Except when it's not. There's a loophole that goes like this: if - and only if - the Venmo transaction was backed by a credit card and the cardholder disputes the charge with his card's issuer, that dispute takes precedence over Venmo's own T&Cs, and Venmo will reverse the payment (could be one or two months after the fact) and take the money out of your account while the dispute is being investigated. Then the card issuer may or may not find in your favor, and if they don't then you're out the money.

It can happen with Paypal too, because (a) this loophole is based on federal regulation so it applies to all payment providers, and (b) PayPal itself mentions it, however opaquely, in the T&Cs of its buyer protection program.

tt does not matter whether the disputed transaction took place under Goods and Services or Friends and Family.

It would not necessarily be fraud, it could just be a dispute over the goods sold. But the process is kind of onerous, so if you've sold something for $200 you're most likely safe.

What I know is based on experience that's two years old. Rules may or may not have changed since.

 

I used to use PP G/S when selling and I would gladly pay the fee. The 1099 crap makes it challenging to use it- but I understand the buyer's dilemma.

I've been burned, once paying with F&F. So now I offer to pay the fee, I add 3.5% to the total, and go with Goods and Services if the seller agrees. Selling used items seldom makes a profit, so no income... What I don't understand is how sales tax can be added to a transaction between two individuals. Anyone who can explain?

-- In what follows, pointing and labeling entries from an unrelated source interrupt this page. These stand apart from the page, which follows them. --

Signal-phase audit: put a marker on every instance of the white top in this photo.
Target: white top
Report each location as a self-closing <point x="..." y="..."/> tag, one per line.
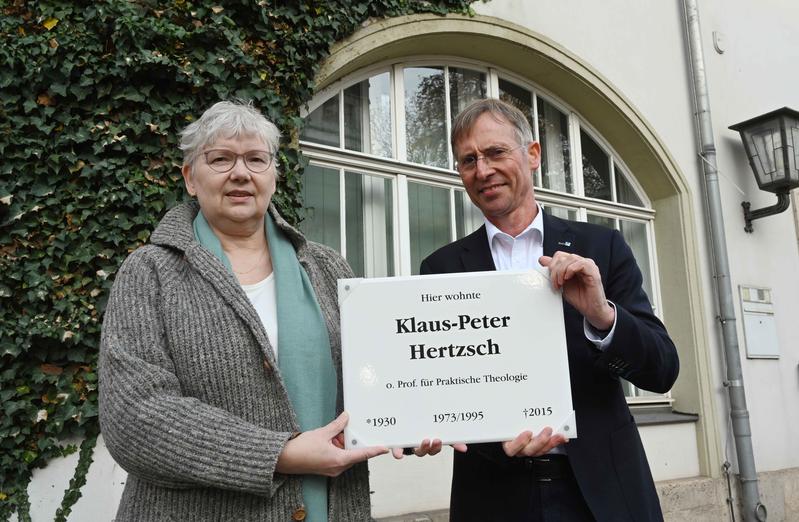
<point x="522" y="253"/>
<point x="264" y="299"/>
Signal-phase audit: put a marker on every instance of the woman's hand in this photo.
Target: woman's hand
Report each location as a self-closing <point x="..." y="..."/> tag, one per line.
<point x="321" y="452"/>
<point x="429" y="447"/>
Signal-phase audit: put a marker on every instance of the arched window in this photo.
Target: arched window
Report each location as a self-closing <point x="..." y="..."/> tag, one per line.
<point x="381" y="187"/>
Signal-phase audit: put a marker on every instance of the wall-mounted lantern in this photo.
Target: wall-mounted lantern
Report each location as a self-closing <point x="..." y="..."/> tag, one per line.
<point x="772" y="143"/>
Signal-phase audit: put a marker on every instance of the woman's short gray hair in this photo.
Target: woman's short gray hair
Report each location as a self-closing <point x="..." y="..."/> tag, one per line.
<point x="223" y="120"/>
<point x="500" y="110"/>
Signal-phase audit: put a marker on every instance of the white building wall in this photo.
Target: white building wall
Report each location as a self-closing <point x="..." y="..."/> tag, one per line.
<point x="756" y="74"/>
<point x="640" y="48"/>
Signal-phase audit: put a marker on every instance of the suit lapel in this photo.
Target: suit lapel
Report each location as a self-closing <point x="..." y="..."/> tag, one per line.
<point x="475" y="253"/>
<point x="558" y="235"/>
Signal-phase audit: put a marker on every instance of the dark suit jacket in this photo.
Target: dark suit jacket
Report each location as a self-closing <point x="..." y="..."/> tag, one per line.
<point x="608" y="459"/>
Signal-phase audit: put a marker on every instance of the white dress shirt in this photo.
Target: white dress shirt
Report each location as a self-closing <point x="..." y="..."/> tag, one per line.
<point x="522" y="253"/>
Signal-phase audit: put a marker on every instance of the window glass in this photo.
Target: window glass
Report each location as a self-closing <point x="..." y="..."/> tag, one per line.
<point x="605" y="221"/>
<point x="519" y="97"/>
<point x="320" y="193"/>
<point x="634" y="233"/>
<point x="425" y="122"/>
<point x="369" y="224"/>
<point x="553" y="129"/>
<point x="367" y="116"/>
<point x="596" y="169"/>
<point x="625" y="193"/>
<point x="429" y="220"/>
<point x="468" y="218"/>
<point x="465" y="86"/>
<point x="321" y="126"/>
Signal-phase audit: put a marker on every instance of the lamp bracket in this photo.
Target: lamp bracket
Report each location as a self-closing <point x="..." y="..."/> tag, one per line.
<point x="783" y="202"/>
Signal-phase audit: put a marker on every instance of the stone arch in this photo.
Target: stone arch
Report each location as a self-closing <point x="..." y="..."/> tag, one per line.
<point x="538" y="58"/>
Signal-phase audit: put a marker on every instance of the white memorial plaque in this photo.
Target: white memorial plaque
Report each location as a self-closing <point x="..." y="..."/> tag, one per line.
<point x="471" y="357"/>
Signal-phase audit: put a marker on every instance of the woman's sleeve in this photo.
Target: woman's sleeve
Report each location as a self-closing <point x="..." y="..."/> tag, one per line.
<point x="150" y="428"/>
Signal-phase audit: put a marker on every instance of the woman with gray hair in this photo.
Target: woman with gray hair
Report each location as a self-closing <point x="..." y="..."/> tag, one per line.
<point x="220" y="352"/>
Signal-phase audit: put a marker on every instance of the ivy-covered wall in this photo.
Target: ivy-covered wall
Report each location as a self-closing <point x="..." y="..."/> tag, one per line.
<point x="92" y="96"/>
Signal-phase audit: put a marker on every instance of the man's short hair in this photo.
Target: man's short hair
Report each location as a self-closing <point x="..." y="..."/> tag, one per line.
<point x="501" y="111"/>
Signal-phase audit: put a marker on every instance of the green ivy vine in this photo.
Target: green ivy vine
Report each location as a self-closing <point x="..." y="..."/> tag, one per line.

@puptent I think it is because it is a transaction, money changes hands, and the government has the opportunity to tax you. Think about it, sales tax (sales transaction), income tax (payroll transaction), interest (dividend transaction), 401k (distribution transaction), inheritance (probate transaction). If money is changing hands, the government wants a cut of the action, we call it taxes. 
Note: Those rich enough to have unrealized capital gains, that is to say, there has not yet been a sales transaction from which they have profited, can borrow against their unrealized gain at ridiculously low interest rates (like 1%), and avoid paying any tax because there has been no ‘transaction’ in the classic sense of money changing hands, it has only been ‘cleaned’ by the bank. 
At least those are my thoughts on the issue, someone more informed on matters of high-finance may choose to enlighten us further and/or refute my claims.